310-d — Bulk Path Pure Async (Path 2 only)¶

Delivered: PR #1053 — backend half. The frontend half (stale-stats badge + per-pipeline SSE consumer) is tracked separately in 310-d-frontend-stale-stats.

What shipped:

chain_job(dedup_active=True) extension via pre-check + INSERT + IntegrityError fallback (NOT ON CONFLICT DO NOTHING as the original sketch said — Postgres's partial-index inference doesn't tolerate nullable scope columns). NULL scope keys raise ValueError at chain entry to refuse silent dedup bypass.

csv_ingest / api_ingest handlers chain emission_recalc post-success.

emission_recalc_handler chains aggregation with dedup_active=True; EmissionRecalculationWorkflow stops calling recompute_stats inline.

BULK_PATH_PURE_ASYNC feature flag (default True); both BaseCSVProvider and ProfessionalTravelApiProvider gate their inline emission-write paths behind it. Restart-required to flip (single paradigm with the rest of Settings).

current_pipeline_id on CarbonReportModuleRead, populated by a new bulk repo helper get_current_pipeline_ids_for_modules that folds per-module-most-recent picking into one query (Python-side picking, not PG-only DISTINCT ON).

Notable divergences from the original sketch (later in the doc):

The dedup mechanism is pre-check + IntegrityError, not INSERT ... ON CONFLICT DO NOTHING. See _chain.py docstrings for why.

chain_job no longer returns -1 defensively — collapsed to None to give callers a binary "dispatched / not-dispatched" contract.

provider column inheritance from parent on dedup-INSERT (the table has provider NOT NULL; the original sketch missed this).

The aggregation handler doesn't yet take a defer_finalize flag — the runner is the FINISHED authority via PR #1050's mechanism, no per-handler opt-in needed.

Context¶

The CO2 calculator has two user paths with different latency expectations (see overview's "two-path principle"):

Path 1 — Interactive UI: standard / principal users edit modules via POST/PATCH/DELETE /v1/carbon_reports/.... Synchronous: DataEntry → emissions → module stats → report stats, all inline. Instant feedback.
Path 2 — Bulk operator: principal users + backoffice métier upload CSVs, sync factors, sync units. No instant-feedback expectation; minutes are acceptable.

Today's bug surface is on Path 2: CSV ingest computes emissions inline (inside the ingest transaction); factor recalculation also writes emissions; both call recompute_stats which writes carbon_reports.
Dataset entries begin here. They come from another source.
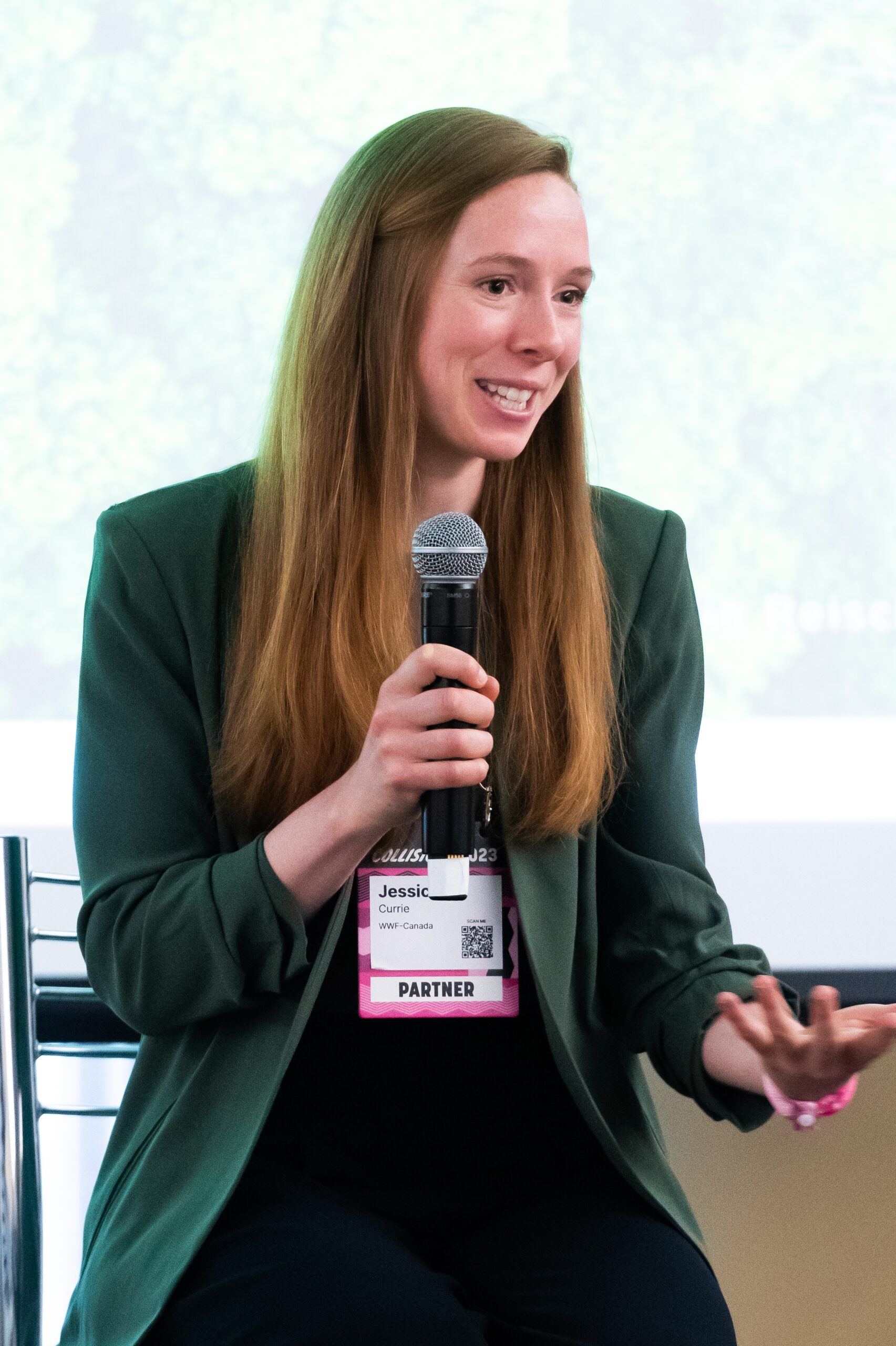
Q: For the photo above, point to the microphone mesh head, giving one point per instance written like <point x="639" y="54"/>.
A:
<point x="448" y="547"/>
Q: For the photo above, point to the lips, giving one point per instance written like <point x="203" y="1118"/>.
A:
<point x="508" y="408"/>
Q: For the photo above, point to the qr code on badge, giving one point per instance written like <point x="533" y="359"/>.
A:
<point x="477" y="941"/>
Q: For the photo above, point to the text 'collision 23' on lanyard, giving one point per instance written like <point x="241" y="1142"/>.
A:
<point x="438" y="940"/>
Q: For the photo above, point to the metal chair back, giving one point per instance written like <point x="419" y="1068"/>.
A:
<point x="38" y="1018"/>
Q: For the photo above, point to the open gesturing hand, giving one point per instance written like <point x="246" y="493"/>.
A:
<point x="809" y="1063"/>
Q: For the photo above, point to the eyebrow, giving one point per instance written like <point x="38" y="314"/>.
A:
<point x="524" y="261"/>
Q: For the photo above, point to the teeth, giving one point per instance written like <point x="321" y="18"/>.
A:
<point x="514" y="395"/>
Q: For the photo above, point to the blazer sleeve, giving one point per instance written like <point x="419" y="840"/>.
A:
<point x="665" y="940"/>
<point x="171" y="929"/>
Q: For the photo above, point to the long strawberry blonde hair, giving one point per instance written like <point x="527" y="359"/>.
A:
<point x="327" y="585"/>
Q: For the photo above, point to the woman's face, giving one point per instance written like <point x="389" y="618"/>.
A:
<point x="505" y="310"/>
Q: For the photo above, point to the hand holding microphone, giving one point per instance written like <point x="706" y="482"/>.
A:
<point x="401" y="758"/>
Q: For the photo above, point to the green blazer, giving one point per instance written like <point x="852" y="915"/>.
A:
<point x="191" y="939"/>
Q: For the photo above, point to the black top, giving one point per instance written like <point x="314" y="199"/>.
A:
<point x="421" y="1104"/>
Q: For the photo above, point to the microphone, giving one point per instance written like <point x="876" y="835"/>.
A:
<point x="448" y="552"/>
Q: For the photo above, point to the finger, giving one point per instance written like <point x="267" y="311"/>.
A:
<point x="753" y="1027"/>
<point x="822" y="1005"/>
<point x="781" y="1021"/>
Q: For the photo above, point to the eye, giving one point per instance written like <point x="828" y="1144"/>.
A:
<point x="578" y="295"/>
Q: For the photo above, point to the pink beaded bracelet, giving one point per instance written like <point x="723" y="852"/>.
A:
<point x="804" y="1112"/>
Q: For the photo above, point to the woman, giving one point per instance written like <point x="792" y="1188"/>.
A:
<point x="252" y="741"/>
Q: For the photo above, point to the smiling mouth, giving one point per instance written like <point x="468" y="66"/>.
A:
<point x="517" y="407"/>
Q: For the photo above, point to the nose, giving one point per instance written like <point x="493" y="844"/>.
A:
<point x="537" y="330"/>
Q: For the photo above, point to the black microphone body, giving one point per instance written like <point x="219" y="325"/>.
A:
<point x="450" y="616"/>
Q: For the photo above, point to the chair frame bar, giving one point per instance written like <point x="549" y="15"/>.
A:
<point x="20" y="1109"/>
Multiple concurrent bulk pipelines for different modules race on the same tables.

This plan makes Path 2 fully respect "one writer per table." Path 1 is explicitly out of scope — its inline emission compute is not a violation; it is a deliberate UX choice for the interactive path.

Depends on: Plan C (handler registry, chain_job helper).

Target table ownership (Path 2)¶

Table	Path 2 sole writer	Path 1 (unchanged)
`data_entries`	`csv_ingest` / `api_ingest` jobs	`CarbonReportModuleWorkflow`
`data_entry_emissions`	`emission_recalc` job	`CarbonReportModuleWorkflow`
`carbon_reports.stats`	`aggregation` job	`CarbonReportModuleWorkflow`

Path 1 still writes the same tables synchronously for single-row UI edits — but Path 1's writes are scoped to one row, fast, and trivially serialized by the request. The race conditions we are eliminating are bulk-path-only.

What changes on the bulk path¶

1. Bulk ingest providers stop writing emissions¶

Today every csv_ingest, api_ingest, and factor_ingest provider calls DataEntryEmissionService.upsert_by_data_entry() inside the ingest transaction. In Plan D they don't.

After all data_entries are inserted/upserted, the ingest handler's post-success block calls chain_job(parent=job, job_type="emission_recalc", ...) for each affected (module_type_id, data_entry_type_id).

For csv_ingest (single module/det per upload): one chained child. For factor_ingest (already wired in Plan B): one chained child per stale (module, det) — this part is already in Plan C's factor_ingest_handler. Plan D extends the same pattern to csv_ingest and api_ingest.

2. `emission_recalc` stops calling `recompute_stats` directly¶

Today's EmissionRecalculationWorkflow.recalculate_for_data_entry_type ends with:

for module_id in affected_module_ids:
    await CarbonReportModuleService.recompute_stats(...)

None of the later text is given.